Das Ergebnis sind neun experimentelle Klang-Stücke und von Laura Theis geschriebene Texte, die sich ebenfalls um Bienen, allgemein die Natur und darin gespiegelt auch um die Gesellschaft drehen. Den Beginn macht die Klangcollage „Entering The Edit Comb“, die einen mit Klarinette, Elektronik und zumindest gefühltem Brummen auf den Bienenstock einstimmt. Das folgende Titelstück ist so etwas wie das Herzstück des Albums. Mit mehr als acht Minuten eine Art Krautrock 3.0. Man hört ein sphärisches Keyboard, Wasser blubbert.
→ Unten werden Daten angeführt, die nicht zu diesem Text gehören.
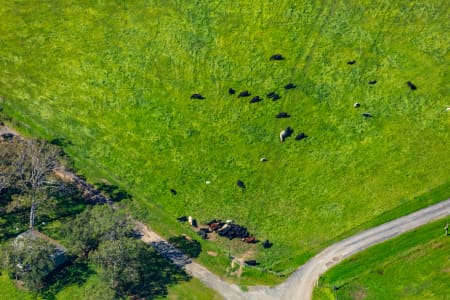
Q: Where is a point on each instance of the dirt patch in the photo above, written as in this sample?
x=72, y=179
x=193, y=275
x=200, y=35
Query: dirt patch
x=212, y=253
x=241, y=262
x=359, y=293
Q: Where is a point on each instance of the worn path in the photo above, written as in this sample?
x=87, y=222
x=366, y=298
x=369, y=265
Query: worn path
x=301, y=283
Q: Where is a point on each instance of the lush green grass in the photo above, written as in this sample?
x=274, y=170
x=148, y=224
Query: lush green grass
x=191, y=290
x=415, y=265
x=115, y=80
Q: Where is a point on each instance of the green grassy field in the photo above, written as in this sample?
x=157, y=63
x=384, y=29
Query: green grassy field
x=115, y=78
x=89, y=290
x=412, y=266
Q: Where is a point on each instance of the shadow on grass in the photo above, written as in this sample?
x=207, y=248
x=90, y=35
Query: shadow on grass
x=75, y=272
x=115, y=193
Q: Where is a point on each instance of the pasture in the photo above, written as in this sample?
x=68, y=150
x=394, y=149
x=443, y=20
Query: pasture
x=414, y=265
x=115, y=79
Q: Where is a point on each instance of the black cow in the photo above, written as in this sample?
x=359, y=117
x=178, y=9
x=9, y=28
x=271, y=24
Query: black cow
x=286, y=133
x=266, y=244
x=203, y=234
x=244, y=94
x=277, y=57
x=197, y=96
x=276, y=97
x=255, y=99
x=411, y=86
x=251, y=262
x=290, y=86
x=240, y=184
x=7, y=136
x=301, y=136
x=182, y=219
x=282, y=115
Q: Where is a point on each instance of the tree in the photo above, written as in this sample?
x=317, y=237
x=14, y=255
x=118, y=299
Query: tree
x=132, y=268
x=26, y=167
x=38, y=161
x=95, y=225
x=29, y=260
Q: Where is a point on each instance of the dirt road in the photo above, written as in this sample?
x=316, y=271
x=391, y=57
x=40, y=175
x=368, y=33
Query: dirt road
x=301, y=283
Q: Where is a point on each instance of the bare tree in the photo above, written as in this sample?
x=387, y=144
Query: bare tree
x=27, y=166
x=37, y=162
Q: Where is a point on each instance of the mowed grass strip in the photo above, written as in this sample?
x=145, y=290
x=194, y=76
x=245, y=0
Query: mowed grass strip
x=414, y=265
x=115, y=78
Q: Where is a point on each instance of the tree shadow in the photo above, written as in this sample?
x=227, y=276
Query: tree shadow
x=61, y=142
x=74, y=272
x=115, y=193
x=159, y=273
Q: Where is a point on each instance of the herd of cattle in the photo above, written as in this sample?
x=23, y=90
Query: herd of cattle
x=226, y=229
x=229, y=229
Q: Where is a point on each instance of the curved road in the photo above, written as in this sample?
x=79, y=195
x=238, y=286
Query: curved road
x=301, y=283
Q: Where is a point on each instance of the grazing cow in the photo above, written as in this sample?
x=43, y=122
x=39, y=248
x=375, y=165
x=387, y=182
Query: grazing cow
x=197, y=96
x=203, y=234
x=244, y=94
x=289, y=86
x=255, y=99
x=275, y=97
x=7, y=136
x=286, y=133
x=282, y=115
x=214, y=226
x=277, y=57
x=267, y=244
x=223, y=227
x=411, y=86
x=251, y=262
x=301, y=136
x=249, y=240
x=182, y=219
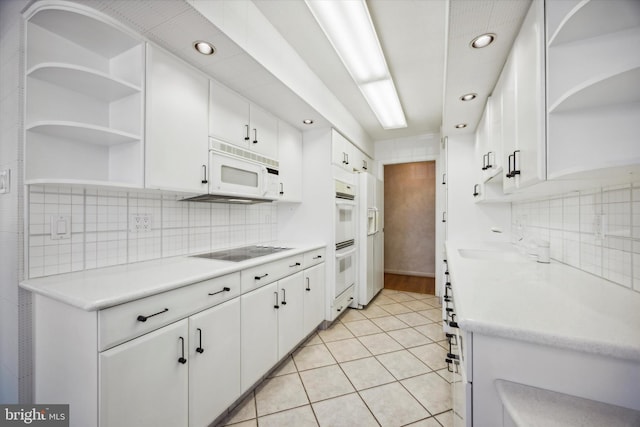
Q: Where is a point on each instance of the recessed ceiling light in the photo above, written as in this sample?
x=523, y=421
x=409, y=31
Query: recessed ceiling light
x=483, y=40
x=204, y=48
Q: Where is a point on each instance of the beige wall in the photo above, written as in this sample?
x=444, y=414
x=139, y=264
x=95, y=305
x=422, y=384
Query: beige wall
x=409, y=221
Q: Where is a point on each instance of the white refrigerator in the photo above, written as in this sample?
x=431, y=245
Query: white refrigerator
x=370, y=238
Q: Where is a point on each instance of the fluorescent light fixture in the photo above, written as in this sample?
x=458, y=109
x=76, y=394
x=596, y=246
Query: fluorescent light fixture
x=348, y=26
x=383, y=99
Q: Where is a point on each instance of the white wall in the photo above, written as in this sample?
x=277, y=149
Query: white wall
x=467, y=220
x=15, y=353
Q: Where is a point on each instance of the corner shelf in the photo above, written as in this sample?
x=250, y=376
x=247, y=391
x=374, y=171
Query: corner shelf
x=81, y=79
x=82, y=132
x=586, y=20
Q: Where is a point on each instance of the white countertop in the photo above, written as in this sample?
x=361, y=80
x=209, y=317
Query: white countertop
x=105, y=287
x=552, y=304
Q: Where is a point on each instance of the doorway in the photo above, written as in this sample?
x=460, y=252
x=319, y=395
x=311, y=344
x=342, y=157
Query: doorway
x=410, y=234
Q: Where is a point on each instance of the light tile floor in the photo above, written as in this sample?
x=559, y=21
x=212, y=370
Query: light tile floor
x=381, y=366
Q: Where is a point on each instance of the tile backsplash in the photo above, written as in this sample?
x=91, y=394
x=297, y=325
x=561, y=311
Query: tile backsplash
x=597, y=231
x=102, y=226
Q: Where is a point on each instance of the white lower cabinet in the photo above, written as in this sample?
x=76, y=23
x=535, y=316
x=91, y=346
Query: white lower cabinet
x=214, y=362
x=143, y=381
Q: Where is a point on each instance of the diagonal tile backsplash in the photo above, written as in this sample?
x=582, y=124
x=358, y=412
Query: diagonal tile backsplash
x=597, y=231
x=102, y=227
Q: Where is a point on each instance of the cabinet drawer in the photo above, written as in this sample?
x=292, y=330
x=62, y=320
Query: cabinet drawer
x=264, y=274
x=125, y=321
x=314, y=257
x=341, y=303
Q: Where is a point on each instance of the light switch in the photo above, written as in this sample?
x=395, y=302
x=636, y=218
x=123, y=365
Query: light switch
x=60, y=227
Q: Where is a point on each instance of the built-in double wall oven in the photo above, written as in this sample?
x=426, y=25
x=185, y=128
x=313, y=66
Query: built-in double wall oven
x=345, y=220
Es gibt Harfenklänge (von den Bienen?), gospelartigen Gesang von Laura und einen fast schon ohrwurmartigem Chorus.
„Curtains Of Wax“ ist wieder eine Klangcollage, irgendetwas brummt, es klöppelt, man hört eine verhallte Trompete, deren Echo sich ins nachfolgende „News For Hungry Iggy“ schwingt. Auch dort brummt und klöppelt es, Klavierakkorde tauchen auf. Der zugehörige Text ist eine Hommage an alles Diverse und Komplexe. In „Shall We Look At Flowers“ geht es recht konkret um Bienen. Der verstolperte Hip-Hop-Beat und die Spoken Words von Theis erinnern ein bisschen an Anne Clark.
Anderes wie das leicht spukhafte „Ideonella“ hat Hörspielcharakter. Beim Outro „For All That Fall“ hört man wieder Bienen. Und vielleicht einen Besen? Hinter sich hat man da jedenfalls eine faszinierende, herausfordernde Klangreise, die noch eine ganze Ecke experimenteller als die ersten beiden Alben ausgefallen ist. Das kann an den Bienen liegen, oder den Erfahrungen mit Alligator Gozaimasu. In der kollektiven Ausstellung bekommt man das Album übrigens auf Vinyl, sonst bei Optimal Records in München und online über a-musik.com. Digital ist es auf beisspony.bandcamp.com erhältlich.